The datasets are available as gzipped ASCII or FITS files. The sorting is simply the order the galaxies were returned from the query. The FITS files were verifed using fverify v3.1.6 (CFITSIO v2.410) and contain no warnings, errors or nulls.

The datasets available are:

Main DR3 galaxy sample with spectra to r < 15.9: the DR3 BESTDR3 database Galaxy and SpecObj views were queried with the cuts g.specObjID = s.specObjID, g.petroMag_r - g.extinction_r < 15.9 and s.zConf > 0.8 where g is the Galaxy view and s the specObj view. The columns are ra, dec, z, T type.

Main DR3 galaxy sample from imaging to r < 15.9: similarly, but using from PhotoObjAll g with (index=0) where g.type = 3 and g.mode = 1 and (g.primTarget & 448 > 0) and g.petroMag_r - g.extinction_r < 15.9 (avoiding the SQL bookmark lookup bug - see e.g. the SQL intro page on the SDSS Skyserver). The columns are ra, dec, T Type.

The accuracy of the types is similar to those assigned by humans, and is approximately +/- 0.5 T types. In addition to this, one can also plot each galaxy +/- n times the standard deviation of its assigned type over the ten runs, and the equivalent residual plot (i.e. network type minus target type). Here n is 1. The residuals show that the types are biased to some extent. This is due to the network `avoiding the ends of the scale' as noted in the paper and as seen before, e.g. in Naim et al. (1995). It may be possible to solve this by boosting underpopulated bins such as types 5 and above, although type 0 is not underpopulated. However, because the types are continuous, it is easy to bin them into broader bins, e.g. early vs late, or whole T types, if this is preferred. See also other results pages which use the ANN types.

Median network type from ten runs versus eyeball morphological type for the eyeball test sample (643 galaxies), using the 29:8:1 network architecture. The 10:8:1 plot looks very similar. The central diagonal line indicates the ideal result, i.e. assigned types equal to the known type; the diagonal lines above and below are the overall RMS deviation of the network types from the targets; the green dots are +/- one standard deviation over the 10 runs, and show that the variation between networks is less than the intrinsic spread in the galaxy properties used here. A +/-0.5 random offset is added to the target type, which is discrete to the nearest 0.5 .

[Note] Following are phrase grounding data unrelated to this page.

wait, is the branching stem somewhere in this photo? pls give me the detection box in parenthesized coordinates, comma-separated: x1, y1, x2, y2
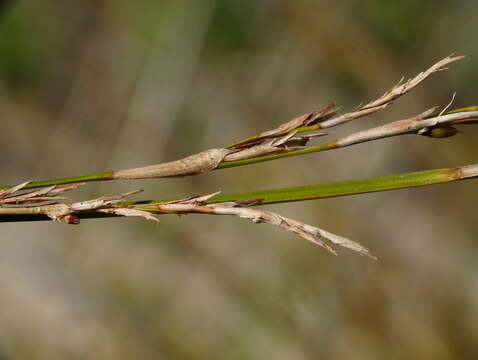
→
(1, 163, 476, 223)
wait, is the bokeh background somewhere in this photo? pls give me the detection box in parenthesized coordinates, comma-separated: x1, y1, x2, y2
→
(1, 1, 478, 358)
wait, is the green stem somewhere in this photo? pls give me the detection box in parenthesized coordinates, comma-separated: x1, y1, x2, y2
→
(0, 171, 114, 191)
(2, 106, 477, 191)
(153, 166, 465, 206)
(218, 142, 337, 169)
(446, 105, 478, 114)
(1, 165, 473, 222)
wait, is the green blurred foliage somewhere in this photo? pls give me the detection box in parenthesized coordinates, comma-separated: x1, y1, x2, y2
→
(208, 0, 255, 52)
(357, 0, 450, 52)
(0, 2, 43, 88)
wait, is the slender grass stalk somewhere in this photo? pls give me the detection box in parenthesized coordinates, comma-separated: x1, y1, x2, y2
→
(225, 55, 466, 149)
(220, 107, 478, 168)
(0, 172, 116, 190)
(3, 105, 476, 191)
(204, 165, 474, 204)
(224, 123, 324, 149)
(1, 163, 476, 222)
(218, 142, 338, 169)
(447, 105, 478, 113)
(0, 56, 471, 192)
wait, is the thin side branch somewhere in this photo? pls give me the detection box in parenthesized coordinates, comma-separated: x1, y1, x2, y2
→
(1, 56, 467, 191)
(334, 108, 478, 147)
(319, 55, 465, 128)
(140, 194, 374, 258)
(217, 108, 478, 169)
(0, 184, 373, 257)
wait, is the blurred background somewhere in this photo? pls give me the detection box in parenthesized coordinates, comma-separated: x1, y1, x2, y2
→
(1, 0, 477, 358)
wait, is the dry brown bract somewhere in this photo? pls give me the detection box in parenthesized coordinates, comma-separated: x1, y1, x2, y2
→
(116, 192, 374, 258)
(0, 182, 84, 205)
(319, 55, 465, 129)
(0, 184, 373, 257)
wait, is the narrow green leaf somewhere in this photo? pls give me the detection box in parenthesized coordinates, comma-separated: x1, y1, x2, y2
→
(204, 167, 461, 205)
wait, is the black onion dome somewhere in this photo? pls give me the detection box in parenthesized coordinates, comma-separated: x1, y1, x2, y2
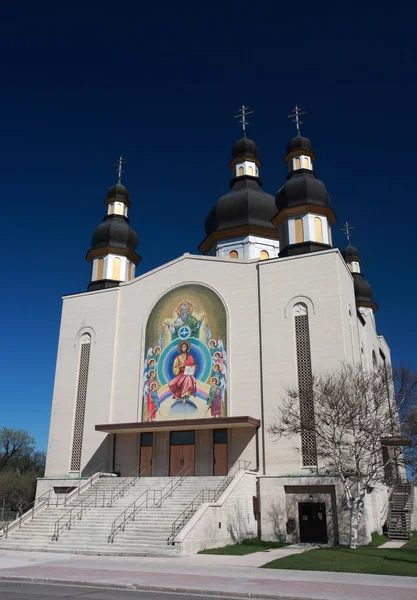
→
(342, 245, 361, 263)
(92, 215, 138, 251)
(286, 134, 314, 155)
(352, 273, 377, 308)
(106, 182, 130, 200)
(275, 171, 331, 212)
(231, 137, 259, 159)
(205, 179, 276, 235)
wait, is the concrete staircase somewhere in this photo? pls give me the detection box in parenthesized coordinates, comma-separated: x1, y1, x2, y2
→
(0, 476, 224, 556)
(388, 482, 414, 540)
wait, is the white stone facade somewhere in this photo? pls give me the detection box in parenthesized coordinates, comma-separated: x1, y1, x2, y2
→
(41, 248, 391, 547)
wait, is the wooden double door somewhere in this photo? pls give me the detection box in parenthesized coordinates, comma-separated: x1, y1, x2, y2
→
(170, 431, 195, 476)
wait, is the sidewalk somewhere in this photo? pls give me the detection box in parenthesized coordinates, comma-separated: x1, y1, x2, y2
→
(0, 549, 416, 600)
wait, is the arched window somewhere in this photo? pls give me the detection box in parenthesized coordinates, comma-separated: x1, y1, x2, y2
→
(314, 217, 323, 243)
(303, 157, 310, 169)
(238, 166, 244, 176)
(248, 166, 254, 176)
(229, 250, 238, 259)
(294, 218, 304, 243)
(294, 157, 301, 170)
(127, 262, 133, 280)
(112, 257, 121, 280)
(109, 204, 114, 215)
(70, 333, 91, 472)
(260, 250, 269, 260)
(123, 206, 127, 217)
(293, 303, 317, 467)
(96, 258, 104, 280)
(115, 204, 123, 215)
(372, 350, 377, 369)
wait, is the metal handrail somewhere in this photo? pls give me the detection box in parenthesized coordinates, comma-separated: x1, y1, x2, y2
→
(61, 462, 106, 507)
(52, 487, 107, 541)
(108, 490, 152, 543)
(106, 465, 145, 507)
(154, 462, 192, 508)
(0, 462, 106, 540)
(108, 462, 192, 543)
(167, 459, 250, 545)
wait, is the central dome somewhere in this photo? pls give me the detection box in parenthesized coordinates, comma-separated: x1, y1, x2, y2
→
(204, 179, 276, 235)
(106, 183, 130, 200)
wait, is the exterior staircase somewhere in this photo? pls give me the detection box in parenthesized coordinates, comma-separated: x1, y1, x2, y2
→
(387, 482, 414, 540)
(0, 476, 223, 556)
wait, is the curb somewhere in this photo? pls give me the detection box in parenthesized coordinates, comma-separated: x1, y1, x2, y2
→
(0, 575, 304, 599)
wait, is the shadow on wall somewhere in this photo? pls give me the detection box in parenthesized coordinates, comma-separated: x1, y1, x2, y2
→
(82, 437, 110, 476)
(227, 502, 254, 543)
(267, 502, 287, 542)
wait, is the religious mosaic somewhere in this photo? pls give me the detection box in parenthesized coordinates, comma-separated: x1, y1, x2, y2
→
(142, 284, 228, 421)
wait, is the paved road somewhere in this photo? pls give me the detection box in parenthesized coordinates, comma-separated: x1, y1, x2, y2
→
(1, 551, 416, 600)
(0, 582, 295, 600)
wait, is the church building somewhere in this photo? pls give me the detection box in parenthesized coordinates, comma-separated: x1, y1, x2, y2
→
(33, 107, 392, 553)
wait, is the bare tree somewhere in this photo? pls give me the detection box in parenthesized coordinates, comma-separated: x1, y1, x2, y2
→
(268, 364, 411, 549)
(0, 428, 35, 470)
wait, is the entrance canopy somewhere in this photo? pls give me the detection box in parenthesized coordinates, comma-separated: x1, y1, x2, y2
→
(95, 415, 260, 434)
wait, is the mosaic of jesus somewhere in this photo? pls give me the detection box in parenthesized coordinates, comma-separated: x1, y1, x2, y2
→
(142, 284, 228, 421)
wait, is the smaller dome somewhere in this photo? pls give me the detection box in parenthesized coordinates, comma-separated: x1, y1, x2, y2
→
(106, 183, 130, 200)
(342, 245, 361, 263)
(286, 135, 314, 155)
(275, 172, 331, 211)
(353, 273, 377, 310)
(92, 215, 138, 252)
(231, 137, 259, 159)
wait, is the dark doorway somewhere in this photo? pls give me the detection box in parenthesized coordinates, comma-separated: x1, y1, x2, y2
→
(298, 502, 328, 543)
(213, 429, 228, 476)
(170, 431, 195, 476)
(140, 433, 153, 476)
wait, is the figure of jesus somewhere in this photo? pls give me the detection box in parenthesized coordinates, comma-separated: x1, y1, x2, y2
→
(169, 341, 197, 404)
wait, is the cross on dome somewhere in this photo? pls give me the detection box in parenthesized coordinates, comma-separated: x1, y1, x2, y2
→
(341, 220, 354, 244)
(234, 104, 254, 137)
(114, 154, 128, 184)
(288, 104, 307, 135)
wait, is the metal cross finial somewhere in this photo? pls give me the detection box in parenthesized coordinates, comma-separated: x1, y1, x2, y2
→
(341, 220, 354, 244)
(234, 104, 254, 137)
(114, 155, 127, 184)
(288, 104, 307, 135)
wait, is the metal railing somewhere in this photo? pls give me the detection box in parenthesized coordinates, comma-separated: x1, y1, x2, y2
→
(106, 466, 145, 507)
(167, 459, 250, 545)
(108, 462, 192, 543)
(52, 487, 108, 541)
(0, 462, 106, 540)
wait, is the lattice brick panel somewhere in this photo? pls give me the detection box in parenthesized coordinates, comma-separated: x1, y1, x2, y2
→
(70, 340, 91, 471)
(295, 313, 317, 466)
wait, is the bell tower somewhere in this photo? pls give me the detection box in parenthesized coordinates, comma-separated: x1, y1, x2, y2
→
(273, 106, 336, 257)
(86, 156, 141, 291)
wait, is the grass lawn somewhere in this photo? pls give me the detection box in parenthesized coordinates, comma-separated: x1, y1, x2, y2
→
(261, 533, 417, 577)
(199, 538, 289, 556)
(367, 531, 389, 547)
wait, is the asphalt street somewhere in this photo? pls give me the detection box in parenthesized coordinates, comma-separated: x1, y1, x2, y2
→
(0, 583, 298, 600)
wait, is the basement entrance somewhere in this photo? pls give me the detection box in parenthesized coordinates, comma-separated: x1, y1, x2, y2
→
(170, 431, 195, 476)
(298, 502, 328, 543)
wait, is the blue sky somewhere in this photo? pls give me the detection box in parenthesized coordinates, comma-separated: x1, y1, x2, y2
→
(2, 3, 417, 451)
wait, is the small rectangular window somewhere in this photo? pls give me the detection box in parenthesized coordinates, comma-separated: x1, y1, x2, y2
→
(170, 431, 195, 445)
(214, 429, 227, 444)
(141, 433, 153, 447)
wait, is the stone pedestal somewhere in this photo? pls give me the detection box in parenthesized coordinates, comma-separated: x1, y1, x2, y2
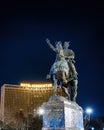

For the simulations, because there are no target types, one should verify that the types assigned are reasonable. This can be done by simulating the network on the training and test sets, and plotting network types against galaxy properties, or histograms of the numbers of each type. The galaxy properties versus the network morphological type are shown versus the network simmed on its own test sample and the Main galaxy sample with spectra set (the others look similar). Each plot has the same set of axes, so a small number of points are not shown. The first gives a better idea of the relative density of points than the second.

Training set properties versus type for the ANN test set

Training set properties versus type for the Main sample with spectra set

Further Possibilities

The networks can also assign spectral types and redshifts, the latter with an RMS of 0.02, to r < 17.77, the extent of the main galaxy sample. However the galaxies in this sample will all eventually get spectra, so a higher z training set is required for the method to give new information, although one could assign a spectral type for all targets which don't yet have spectra. This higher z could be achieved using SDSS southern, or by degrading images at lower z in the same way that they degrade in the survey, perhaps by rebinning in fewer pixels (an example of the idea is in Kelly & McKay 2004). From the DR1 counts it is clear that a substantial amount of galaxies are gained by going slightly deeper, e.g. to r =19:

Also, 19311 to 15.9, 143661 to r < 17.6 and 176241 to r < 17.77 .

The types were used as one of the galaxy properties in a study of bivariate galaxy luminosity functions in the SDSS main galaxy sample and in a study of the morphology-density relation.